Archive for the ‘writing’ Category

Something special happened last week at the National College Media Convention in Chicago.

As some 2,000 students and advisers came to the Sheraton Hotel to sharpen their journalism skills, network with each other and accept awards, one track of faith-related sessions took things deeper. A lot deeper. In fact, I believe we are seeing the beginning of a movement of God.

In one session, photographer Darrell Goemaat from the Regular Baptist Press showed how God has placed him and his incredible skills into a full-time ministry position. Other sessions featured two fairly recent journalism grads who now work for a Christian relief agency; the Chicago Tribune’s religion reporter; and two veteran advisers helping students through the challenges of covering news on a Christian campus.

The deputy managing editor of Christianity Today, Tim Morgan, took a full hour to walk through several gospel passages and show students and advisers that Jesus can indeed be their role model as a journalist. I’m willing to bet that it was the first time anyone ever exposited scripture at a journalism convention.

Lincoln Brunner and I talked about our career paths, how God has called us to missionary journalism … and what it might look like for students seeking to follow God in that direction. While we expected that the students would be interested in what we had to say, their level of buy-in absolutely floored us.

At one point as various students – from both public and private colleges and universities – were talking about their desire to serve God with their vocations, a question popped into my mind. Again, it was one that may never have been asked at a journalism convention. But, what the heck.

“How many of you are sensing God tapping you on the shoulder and prompting you to do something specific?” I asked. Most of the hands in the room went up. Probably the closest I’ll ever come to an altar call.

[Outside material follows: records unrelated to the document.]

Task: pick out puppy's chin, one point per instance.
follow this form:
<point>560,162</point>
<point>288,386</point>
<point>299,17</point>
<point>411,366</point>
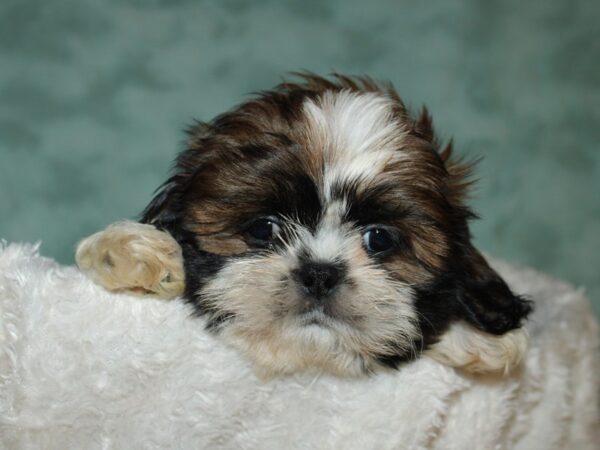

So we talked through some of those promptings. Many felt called to some form of missionary journalism. Others mentioned humanitarian work … sharing their faith with someone … doing video documentaries … “speaking for the unspoken.”

In response to our potential missionary journalism internship in Costa Rica, one graduate student emailed us later: “I cannot describe the tug in my heart, nor the beckoning I feel toward this opportunity. I only know that it is of Him and that I’m ready to take a risk for Christ.” She also blogged about the convention’s Faith track and how it impacted her.

All this at a college journalism convention. We certainly claim no credit. It was sure fun to have a front-row seat, though. God is beginning to open doors, and minds, to amazing possibilities: Telling stories of what he is up to around the world, and how people can get involved.

Seems to me that is a recipe to help start a revival. Or at least to cover one.

Letter to a Newbie

Posted: August 23, 2012 by Lincoln Brunner in doubt, nostalgia, writing

My wife found the letter — hand-typed, with the correction-tape scars to prove it — in a box in the basement.

The letter was written on March 30, 1993, by a Chicago Tribune columnist to a young journalist dreaming of the big time. Back then, before the Internet swallowed our newspapers like a whale gobbling krill, the “big time” meant papers like the Trib. That still is the big time, I think, but not like the days of the monoliths, when giants mediated truth. Back then, even two short paragraphs on real Chicago Tribune letterhead meant something.

But what a punch those two grafs packed for me, a greenhorn working on a college weekly for minimum wage. I read every word, over and over, like a kid savoring a note from Santa Claus himself:

Dear Lincoln Brunner–

Thank you for your letter and the enclosed editorial. I’m flattered that you would want to some day be a journalist–it’s great to know that talented people want to enter a field that can often be more difficult than it is glamorous. I realize that the competition for journalists is keen, and so breaking into the field will prove to be a challenge, but perseverance will pay off. Judging by your writing, I would say that you are most certainly on the right path.

There are many great stories to be found, and I wish you the best in finding those that help you on your path to success.

Sincerely,

 Bob Greene

Almost 20 years on, reading those words again this morning refreshes my soul. For a major league columnist like Greene to take the time to write to a complete unknown (heck, I’m still a complete unknown, just with experience) … wow. I remember now how much that letter boosted my confidence, and how that bit of confidence helped keep me going through what would be a critical time in my life and career.

I landed my first reporting gig a little more than a year after the letter arrived, a general assignment job that taught me almost everything I know about reporting.

So thanks, Bob Greene, wherever you are. Your two paragraphs helped launch a journalism career two decades old now — and by God’s grace, they have been a success.

And you were right — perseverance does pay off.